La fisioterapeuta Kelly Sturm, citada por EatingWell destaca la utilidad de la natación para recuperar movimientos tras cirugías o en caso de dolor crónico. Matthew Crowe, cirujano ortopédico citado por Mayo Clinic, sostiene que “la natación es un deporte maravilloso, suave para las articulaciones y muy bueno tanto para la salud cardiovascular como para la fuerza del tronco”.
La profundidad del agua permite ajustar la carga, lo que hace de esta disciplina una opción para diferentes niveles físicos. EatingWell enfatiza en la mejora de la fuerza, rango de movimiento, resistencia y manejo del estrés. Entre adultos mayores, la práctica frecuente reduce el riesgo de caídas y mejora la función cognitiva, mientras que Mayo Clinic subraya beneficios mentales y de socialización que acompañan al ejercicio en grupo.
Caminar: el ejercicio simple que multiplica tu salud
Destaca por su simplicidad y múltiples beneficios físicos y mentales. EatingWell resalta que fisioterapeutas consideran esta actividad la “recomendación número uno” por su accesibilidad y funcionalidad. Kelly Sturm afirma que caminar es ideal porque “es gratis, accesible e increíblemente funcional”.

La evidencia reunida por Cleveland Clinic confirma que hacerlo regularmente, sobre todo 30 minutos diarios a paso ligero, disminuye significativamente el riesgo de enfermedades cardíacas, accidentes cerebrovasculares y diabetes tipo dos. Tamanna Singh, cardióloga, señala que “ayuda a que el corazón sea más eficiente”, además de colaborar en la reducción del colesterol y el control del peso.

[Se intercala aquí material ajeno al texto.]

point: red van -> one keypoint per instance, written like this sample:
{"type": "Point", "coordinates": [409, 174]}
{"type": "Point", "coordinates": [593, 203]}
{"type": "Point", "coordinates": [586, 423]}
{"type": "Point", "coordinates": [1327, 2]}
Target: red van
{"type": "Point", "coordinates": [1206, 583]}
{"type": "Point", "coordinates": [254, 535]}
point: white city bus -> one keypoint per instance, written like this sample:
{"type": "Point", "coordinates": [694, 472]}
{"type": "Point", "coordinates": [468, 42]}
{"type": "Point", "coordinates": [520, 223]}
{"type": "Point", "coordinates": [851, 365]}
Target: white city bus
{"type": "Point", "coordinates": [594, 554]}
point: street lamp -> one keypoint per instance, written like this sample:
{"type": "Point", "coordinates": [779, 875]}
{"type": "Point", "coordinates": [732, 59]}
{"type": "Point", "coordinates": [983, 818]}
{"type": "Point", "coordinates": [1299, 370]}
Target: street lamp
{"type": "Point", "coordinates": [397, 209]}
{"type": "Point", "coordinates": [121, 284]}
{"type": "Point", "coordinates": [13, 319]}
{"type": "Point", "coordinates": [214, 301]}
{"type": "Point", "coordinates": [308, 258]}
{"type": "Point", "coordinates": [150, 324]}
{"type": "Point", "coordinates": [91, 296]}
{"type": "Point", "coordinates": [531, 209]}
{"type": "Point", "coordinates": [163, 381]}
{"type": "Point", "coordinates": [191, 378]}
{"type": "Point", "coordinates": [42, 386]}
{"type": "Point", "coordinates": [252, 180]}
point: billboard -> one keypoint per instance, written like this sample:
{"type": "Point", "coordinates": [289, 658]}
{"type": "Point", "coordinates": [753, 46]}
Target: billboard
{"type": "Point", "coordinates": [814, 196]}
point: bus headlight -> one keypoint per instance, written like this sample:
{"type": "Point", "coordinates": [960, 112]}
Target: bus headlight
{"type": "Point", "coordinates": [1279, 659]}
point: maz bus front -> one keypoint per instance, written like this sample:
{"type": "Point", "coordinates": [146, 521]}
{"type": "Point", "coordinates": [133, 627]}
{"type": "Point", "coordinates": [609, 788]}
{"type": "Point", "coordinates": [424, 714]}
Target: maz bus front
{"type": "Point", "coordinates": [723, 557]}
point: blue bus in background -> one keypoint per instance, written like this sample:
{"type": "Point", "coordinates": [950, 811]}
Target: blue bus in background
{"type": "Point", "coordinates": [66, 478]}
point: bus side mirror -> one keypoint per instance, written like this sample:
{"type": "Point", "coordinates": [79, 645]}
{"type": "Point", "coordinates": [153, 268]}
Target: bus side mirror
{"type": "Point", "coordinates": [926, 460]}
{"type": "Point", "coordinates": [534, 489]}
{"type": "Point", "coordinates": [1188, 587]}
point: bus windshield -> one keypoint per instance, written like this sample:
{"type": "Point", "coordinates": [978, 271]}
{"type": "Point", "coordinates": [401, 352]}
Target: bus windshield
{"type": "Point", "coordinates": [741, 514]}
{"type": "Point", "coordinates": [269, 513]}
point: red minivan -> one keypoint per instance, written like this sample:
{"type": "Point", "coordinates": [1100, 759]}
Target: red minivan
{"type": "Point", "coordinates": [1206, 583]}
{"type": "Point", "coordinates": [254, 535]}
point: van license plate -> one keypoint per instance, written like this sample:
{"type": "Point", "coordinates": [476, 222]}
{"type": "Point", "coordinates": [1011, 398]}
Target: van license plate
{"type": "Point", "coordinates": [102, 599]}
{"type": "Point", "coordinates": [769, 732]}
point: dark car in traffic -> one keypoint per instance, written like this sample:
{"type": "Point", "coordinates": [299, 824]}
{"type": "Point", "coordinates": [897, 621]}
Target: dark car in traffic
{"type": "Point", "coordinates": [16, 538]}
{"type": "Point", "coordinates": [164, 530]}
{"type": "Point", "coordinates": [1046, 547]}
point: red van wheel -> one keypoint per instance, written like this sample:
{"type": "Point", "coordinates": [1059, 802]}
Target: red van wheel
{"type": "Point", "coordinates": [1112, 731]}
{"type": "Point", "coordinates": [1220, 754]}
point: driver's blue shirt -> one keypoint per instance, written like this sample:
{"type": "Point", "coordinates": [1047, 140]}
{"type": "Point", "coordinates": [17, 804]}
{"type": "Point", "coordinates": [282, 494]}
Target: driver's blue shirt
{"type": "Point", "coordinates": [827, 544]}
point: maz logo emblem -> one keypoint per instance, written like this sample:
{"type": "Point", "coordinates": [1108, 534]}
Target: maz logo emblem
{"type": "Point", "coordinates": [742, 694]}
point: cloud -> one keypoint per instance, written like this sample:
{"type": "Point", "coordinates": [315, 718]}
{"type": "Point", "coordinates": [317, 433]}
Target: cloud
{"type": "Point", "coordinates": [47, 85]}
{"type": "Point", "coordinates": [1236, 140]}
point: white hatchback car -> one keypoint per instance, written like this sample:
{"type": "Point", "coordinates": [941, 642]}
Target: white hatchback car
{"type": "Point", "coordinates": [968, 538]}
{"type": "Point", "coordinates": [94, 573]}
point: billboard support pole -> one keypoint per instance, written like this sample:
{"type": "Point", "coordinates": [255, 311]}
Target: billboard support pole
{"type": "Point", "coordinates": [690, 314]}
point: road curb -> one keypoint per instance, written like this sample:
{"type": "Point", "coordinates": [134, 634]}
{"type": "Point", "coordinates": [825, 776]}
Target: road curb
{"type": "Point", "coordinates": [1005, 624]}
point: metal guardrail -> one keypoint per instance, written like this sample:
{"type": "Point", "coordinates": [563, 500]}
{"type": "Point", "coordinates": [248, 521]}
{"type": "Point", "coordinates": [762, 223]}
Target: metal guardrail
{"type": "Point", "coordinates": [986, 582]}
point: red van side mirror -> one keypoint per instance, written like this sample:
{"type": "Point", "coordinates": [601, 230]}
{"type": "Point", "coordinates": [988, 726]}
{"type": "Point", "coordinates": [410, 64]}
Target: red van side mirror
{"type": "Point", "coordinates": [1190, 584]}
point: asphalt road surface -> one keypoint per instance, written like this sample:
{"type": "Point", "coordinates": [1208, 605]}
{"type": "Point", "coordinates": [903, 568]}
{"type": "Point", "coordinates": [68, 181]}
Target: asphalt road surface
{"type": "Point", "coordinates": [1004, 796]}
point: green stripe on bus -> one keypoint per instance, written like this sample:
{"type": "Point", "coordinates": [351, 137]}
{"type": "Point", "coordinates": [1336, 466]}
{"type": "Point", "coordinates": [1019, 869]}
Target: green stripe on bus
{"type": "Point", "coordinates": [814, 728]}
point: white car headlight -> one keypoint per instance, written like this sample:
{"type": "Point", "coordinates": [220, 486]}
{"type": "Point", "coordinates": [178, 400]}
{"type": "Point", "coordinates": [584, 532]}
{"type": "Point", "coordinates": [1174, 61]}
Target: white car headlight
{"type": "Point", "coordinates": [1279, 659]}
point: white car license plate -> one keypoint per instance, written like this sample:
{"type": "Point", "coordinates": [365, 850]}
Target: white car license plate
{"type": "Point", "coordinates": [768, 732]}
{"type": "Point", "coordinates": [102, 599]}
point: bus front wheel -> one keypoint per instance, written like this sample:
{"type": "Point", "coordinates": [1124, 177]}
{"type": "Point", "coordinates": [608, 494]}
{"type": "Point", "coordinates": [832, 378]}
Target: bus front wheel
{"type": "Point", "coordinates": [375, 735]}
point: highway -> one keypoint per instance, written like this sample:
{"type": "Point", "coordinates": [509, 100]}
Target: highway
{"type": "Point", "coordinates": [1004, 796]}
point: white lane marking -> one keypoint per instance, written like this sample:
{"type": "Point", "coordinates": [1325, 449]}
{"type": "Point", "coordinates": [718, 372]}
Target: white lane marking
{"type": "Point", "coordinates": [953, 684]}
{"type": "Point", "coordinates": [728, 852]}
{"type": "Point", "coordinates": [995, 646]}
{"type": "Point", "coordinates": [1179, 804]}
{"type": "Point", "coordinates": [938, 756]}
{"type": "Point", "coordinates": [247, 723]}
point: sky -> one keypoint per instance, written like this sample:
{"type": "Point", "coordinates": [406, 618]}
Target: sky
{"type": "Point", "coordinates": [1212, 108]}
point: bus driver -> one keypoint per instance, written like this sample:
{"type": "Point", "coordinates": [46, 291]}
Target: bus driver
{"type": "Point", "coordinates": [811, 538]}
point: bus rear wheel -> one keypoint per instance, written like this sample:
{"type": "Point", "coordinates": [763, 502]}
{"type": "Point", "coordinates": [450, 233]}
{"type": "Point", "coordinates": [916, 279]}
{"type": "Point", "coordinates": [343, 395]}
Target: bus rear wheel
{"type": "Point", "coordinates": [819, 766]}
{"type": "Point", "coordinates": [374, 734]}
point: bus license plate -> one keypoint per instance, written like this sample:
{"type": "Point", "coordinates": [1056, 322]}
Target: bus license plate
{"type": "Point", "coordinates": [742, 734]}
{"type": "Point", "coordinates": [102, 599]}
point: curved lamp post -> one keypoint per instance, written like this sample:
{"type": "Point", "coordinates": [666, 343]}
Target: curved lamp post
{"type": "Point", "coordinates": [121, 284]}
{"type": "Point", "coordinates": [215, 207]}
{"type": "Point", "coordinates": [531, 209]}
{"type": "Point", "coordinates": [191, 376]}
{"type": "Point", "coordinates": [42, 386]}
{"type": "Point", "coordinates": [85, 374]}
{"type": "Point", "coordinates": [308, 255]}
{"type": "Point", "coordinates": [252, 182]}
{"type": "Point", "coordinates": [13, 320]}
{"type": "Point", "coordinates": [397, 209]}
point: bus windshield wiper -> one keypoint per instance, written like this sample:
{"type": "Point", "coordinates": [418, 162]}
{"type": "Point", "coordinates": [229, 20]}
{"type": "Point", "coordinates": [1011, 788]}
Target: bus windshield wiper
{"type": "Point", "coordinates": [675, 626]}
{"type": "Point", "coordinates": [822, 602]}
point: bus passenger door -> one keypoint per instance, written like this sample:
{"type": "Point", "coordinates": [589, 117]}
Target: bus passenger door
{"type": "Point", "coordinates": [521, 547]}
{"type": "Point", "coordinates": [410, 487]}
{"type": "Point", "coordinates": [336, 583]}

Caminatas cortas de dos a cinco minutos después de comer pueden mejorar el control del azúcar en sangre. Contribuye también a la flexibilidad articular y refuerza el sistema inmunológico, lo que es especialmente útil para personas con artritis. En el plano mental, caminar facilita la liberación de endorfinas, fomenta la autoestima y ayuda a gestionar el estrés. Simmons, de Cleveland Clinic, recomienda aumentar semanalmente un 10% la distancia o el tiempo para progresar y prevenir lesiones.
Pilates: fuerza y bienestar mental sin impacto
Se perfila como una opción aconsejable para la salud integral, centrada en postura, control muscular y estabilidad. EatingWell indica que es particularmente beneficioso para personas con dolor de espalda crónico, o quienes necesitan fortalecer el suelo pélvico y mejorar el equilibrio.

Un estudio observacional publicado por HealthCare evaluó el impacto de Pilates en personas de entre 50 y 65 años, mostrando una reducción relevante de ansiedad, depresión y síntomas físicos relacionados con el estrés tras un programa de tres meses. Se observó también una mejor gestión del tiempo libre y mayor capacidad para desconectar del estrés laboral.
Según la misma investigación, la actividad contribuye a la conciencia corporal, regulación emocional y atención plena. La integración de respiración, postura y movimientos precisos soporta beneficios tanto físicos como psicológicos. Aunque el grupo analizado fue reducido, los datos sugieren mejoras no sólo en dolor y postura, sino en la socialización y satisfacción personal al practicar en grupo. EatingWell señala que, para comenzar, basta una colchoneta y guía profesional para garantizar seguridad y eficacia.
Los fundamentos de pilates, la conexión mente-cuerpo y la conciencia personal, lo consolidan como un recurso útil para prevenir y reducir síntomas asociados al estrés, mejorando significativamente la calidad de vida. Impulsar la práctica de ejercicios de bajo impacto como ciclismo, natación, caminar o pilates permite desarrollar un bienestar integral que fortalece el cuerpo y la mente, y contribuye a reducir el estrés y la ansiedad de manera sostenible.